No final da anterior sessão legislativa, o Governo socialista aprovou um decreto que passou a excluir do Estatuto do Gestor Público "instituições de crédito integradas no setor empresarial do Estado" supervisionadas pelo Banco Central Europeu, particularmente a Caixa Geral de Depósitos.

Bloco de Esquerda e do PCP distanciaram-se deste diploma do Governo - e agora que a questão chega ao parlamento a sua posição é considerada decisiva para a viabilização ou não das apreciações parlamentares apresentadas por sociais-democratas e democratas-cristãos, que deverão ser votadas na sexta-feira.

O Grupo Parlamentar do PCP transmitiu esta terça-feira à agência Lusa que a sua posição só será divulgada durante o debate de quarta-feira.

Já o deputado do Bloco de Esquerda Heitor de Sousa afirmou que os pedidos de apreciação parlamentar do PSD e do CDS "referem apenas matéria de facto, limitando-se a uma exposição de motivos", mas não indicam qualquer solução.

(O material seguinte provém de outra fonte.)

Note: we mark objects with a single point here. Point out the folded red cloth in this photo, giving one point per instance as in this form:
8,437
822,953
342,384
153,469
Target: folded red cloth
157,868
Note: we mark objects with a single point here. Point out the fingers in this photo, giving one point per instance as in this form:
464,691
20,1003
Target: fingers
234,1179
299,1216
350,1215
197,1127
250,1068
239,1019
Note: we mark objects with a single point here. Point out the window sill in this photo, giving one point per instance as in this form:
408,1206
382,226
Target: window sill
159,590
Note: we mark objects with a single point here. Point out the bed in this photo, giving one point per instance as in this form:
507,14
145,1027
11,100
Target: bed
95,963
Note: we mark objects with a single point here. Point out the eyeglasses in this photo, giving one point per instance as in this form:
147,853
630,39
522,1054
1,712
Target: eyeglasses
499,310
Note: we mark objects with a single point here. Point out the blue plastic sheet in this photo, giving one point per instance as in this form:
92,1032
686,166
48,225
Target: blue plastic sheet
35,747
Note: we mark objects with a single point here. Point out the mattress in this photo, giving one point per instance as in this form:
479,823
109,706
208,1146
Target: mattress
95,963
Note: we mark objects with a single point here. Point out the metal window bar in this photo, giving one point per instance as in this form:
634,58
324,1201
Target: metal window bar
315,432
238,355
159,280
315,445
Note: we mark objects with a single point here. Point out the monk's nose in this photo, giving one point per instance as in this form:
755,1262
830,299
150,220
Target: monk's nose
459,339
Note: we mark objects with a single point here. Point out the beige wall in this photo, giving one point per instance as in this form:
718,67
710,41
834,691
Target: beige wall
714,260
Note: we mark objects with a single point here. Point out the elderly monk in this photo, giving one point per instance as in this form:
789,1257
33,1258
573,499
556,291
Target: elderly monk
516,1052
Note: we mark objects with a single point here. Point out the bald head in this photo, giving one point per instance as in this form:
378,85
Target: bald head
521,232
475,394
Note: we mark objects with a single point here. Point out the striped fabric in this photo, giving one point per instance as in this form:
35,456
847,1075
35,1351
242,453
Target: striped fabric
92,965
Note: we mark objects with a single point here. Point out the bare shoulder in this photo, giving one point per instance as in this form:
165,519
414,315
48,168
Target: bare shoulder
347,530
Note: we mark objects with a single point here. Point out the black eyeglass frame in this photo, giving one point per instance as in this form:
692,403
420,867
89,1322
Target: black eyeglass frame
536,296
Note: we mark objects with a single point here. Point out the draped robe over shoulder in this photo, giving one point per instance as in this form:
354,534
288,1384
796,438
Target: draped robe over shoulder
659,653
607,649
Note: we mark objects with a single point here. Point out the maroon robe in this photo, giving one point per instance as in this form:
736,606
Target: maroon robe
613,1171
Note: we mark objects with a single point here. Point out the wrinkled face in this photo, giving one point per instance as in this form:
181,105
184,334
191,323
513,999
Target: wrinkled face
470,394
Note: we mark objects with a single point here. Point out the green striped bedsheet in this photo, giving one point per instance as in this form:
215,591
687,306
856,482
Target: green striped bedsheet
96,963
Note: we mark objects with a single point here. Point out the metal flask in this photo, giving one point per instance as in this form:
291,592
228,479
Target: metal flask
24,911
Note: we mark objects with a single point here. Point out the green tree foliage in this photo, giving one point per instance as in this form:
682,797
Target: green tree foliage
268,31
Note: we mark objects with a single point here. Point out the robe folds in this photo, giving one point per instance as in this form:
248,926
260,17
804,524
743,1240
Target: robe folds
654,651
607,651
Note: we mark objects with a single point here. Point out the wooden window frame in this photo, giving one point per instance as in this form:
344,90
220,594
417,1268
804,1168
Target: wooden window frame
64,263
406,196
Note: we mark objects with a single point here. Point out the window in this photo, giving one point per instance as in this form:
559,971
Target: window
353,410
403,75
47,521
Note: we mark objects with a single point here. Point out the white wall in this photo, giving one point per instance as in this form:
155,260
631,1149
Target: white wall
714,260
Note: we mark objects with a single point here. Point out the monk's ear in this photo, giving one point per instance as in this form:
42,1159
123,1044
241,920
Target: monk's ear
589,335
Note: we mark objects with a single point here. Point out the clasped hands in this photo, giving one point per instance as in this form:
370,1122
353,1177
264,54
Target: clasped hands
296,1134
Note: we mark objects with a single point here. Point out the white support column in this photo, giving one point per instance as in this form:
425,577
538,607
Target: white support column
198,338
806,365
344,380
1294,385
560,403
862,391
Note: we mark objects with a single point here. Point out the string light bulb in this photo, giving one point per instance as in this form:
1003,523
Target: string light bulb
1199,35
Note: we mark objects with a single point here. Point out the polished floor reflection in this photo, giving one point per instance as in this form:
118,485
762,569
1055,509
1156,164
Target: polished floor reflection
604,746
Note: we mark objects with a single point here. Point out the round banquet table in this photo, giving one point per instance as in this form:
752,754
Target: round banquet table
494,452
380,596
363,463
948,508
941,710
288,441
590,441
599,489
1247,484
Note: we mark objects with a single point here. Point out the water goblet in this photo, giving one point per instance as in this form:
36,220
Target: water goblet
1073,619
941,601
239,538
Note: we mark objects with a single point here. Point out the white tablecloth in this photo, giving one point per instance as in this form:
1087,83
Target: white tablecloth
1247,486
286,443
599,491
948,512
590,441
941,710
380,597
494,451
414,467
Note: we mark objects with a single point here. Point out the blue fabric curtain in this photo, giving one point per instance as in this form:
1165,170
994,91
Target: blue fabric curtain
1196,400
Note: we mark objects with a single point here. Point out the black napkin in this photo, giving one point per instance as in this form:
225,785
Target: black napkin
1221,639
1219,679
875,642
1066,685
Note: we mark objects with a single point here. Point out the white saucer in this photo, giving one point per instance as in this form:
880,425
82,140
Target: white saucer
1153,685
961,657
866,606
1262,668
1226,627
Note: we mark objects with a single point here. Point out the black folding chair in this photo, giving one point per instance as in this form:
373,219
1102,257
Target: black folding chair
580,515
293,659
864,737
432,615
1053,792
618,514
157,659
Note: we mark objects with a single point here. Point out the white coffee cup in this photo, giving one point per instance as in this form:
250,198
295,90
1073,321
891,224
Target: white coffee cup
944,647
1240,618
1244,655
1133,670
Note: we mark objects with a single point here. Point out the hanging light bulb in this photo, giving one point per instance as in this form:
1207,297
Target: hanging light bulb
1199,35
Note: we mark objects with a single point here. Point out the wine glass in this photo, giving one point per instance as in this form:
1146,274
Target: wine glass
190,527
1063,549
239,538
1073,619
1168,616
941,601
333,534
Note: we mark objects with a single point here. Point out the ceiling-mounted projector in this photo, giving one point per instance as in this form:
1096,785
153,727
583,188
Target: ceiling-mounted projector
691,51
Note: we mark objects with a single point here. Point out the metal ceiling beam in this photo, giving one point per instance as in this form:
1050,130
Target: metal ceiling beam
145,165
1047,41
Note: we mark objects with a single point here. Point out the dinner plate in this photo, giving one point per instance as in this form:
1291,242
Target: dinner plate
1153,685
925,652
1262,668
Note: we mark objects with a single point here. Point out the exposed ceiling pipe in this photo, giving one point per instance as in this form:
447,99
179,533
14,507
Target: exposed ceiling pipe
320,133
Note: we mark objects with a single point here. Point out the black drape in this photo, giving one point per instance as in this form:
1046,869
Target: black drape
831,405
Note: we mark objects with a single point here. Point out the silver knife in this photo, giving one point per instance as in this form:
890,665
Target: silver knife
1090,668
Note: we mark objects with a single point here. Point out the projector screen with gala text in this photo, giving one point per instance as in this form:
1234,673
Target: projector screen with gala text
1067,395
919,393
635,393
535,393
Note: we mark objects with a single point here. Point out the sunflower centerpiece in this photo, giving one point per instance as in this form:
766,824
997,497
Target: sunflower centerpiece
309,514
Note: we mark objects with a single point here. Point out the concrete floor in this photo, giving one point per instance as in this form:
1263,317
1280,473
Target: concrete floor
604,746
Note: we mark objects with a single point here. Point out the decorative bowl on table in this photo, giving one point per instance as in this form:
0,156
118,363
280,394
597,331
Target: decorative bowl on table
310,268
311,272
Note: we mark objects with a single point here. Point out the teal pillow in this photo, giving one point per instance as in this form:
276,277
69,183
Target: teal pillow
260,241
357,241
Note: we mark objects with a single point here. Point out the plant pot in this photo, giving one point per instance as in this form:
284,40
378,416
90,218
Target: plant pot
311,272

"Querem o PSD e o CDS revogar as alterações ao Estatuto do Gestor Público? Querem introduzir apenas algumas modificações? Não se sabe", justificou Heitor de Sousa.

O deputado do Bloco de Esquerda Heitor de Sousa, eleito pelo círculo de Leiria, disse também estar "curioso" para saber se PSD e CDS-PP se vão colocar agora contra o próprio Mecanismo Único de Supervisão do Banco Central Europeu, já que parte das regras em vigor no estatuto aplicado em Portugal decorrem precisamente desse mecanismo europeu.

Heitor de Sousa adiantou, ainda, que subirá a plenário na próxima sexta-feira um projeto do Bloco de Esquerda que pretende alterar a lei-quadro das Entidades Reguladoras e o Estatuto do Gestor Público.

"O nosso diploma, que introduz normas de disciplina e mecanismos de transparência ao nível das remunerações colide com o do Governo, assim como colide com o anterior executivo PSD/CDS no que respeita às entidades de supervisão", acrescentou.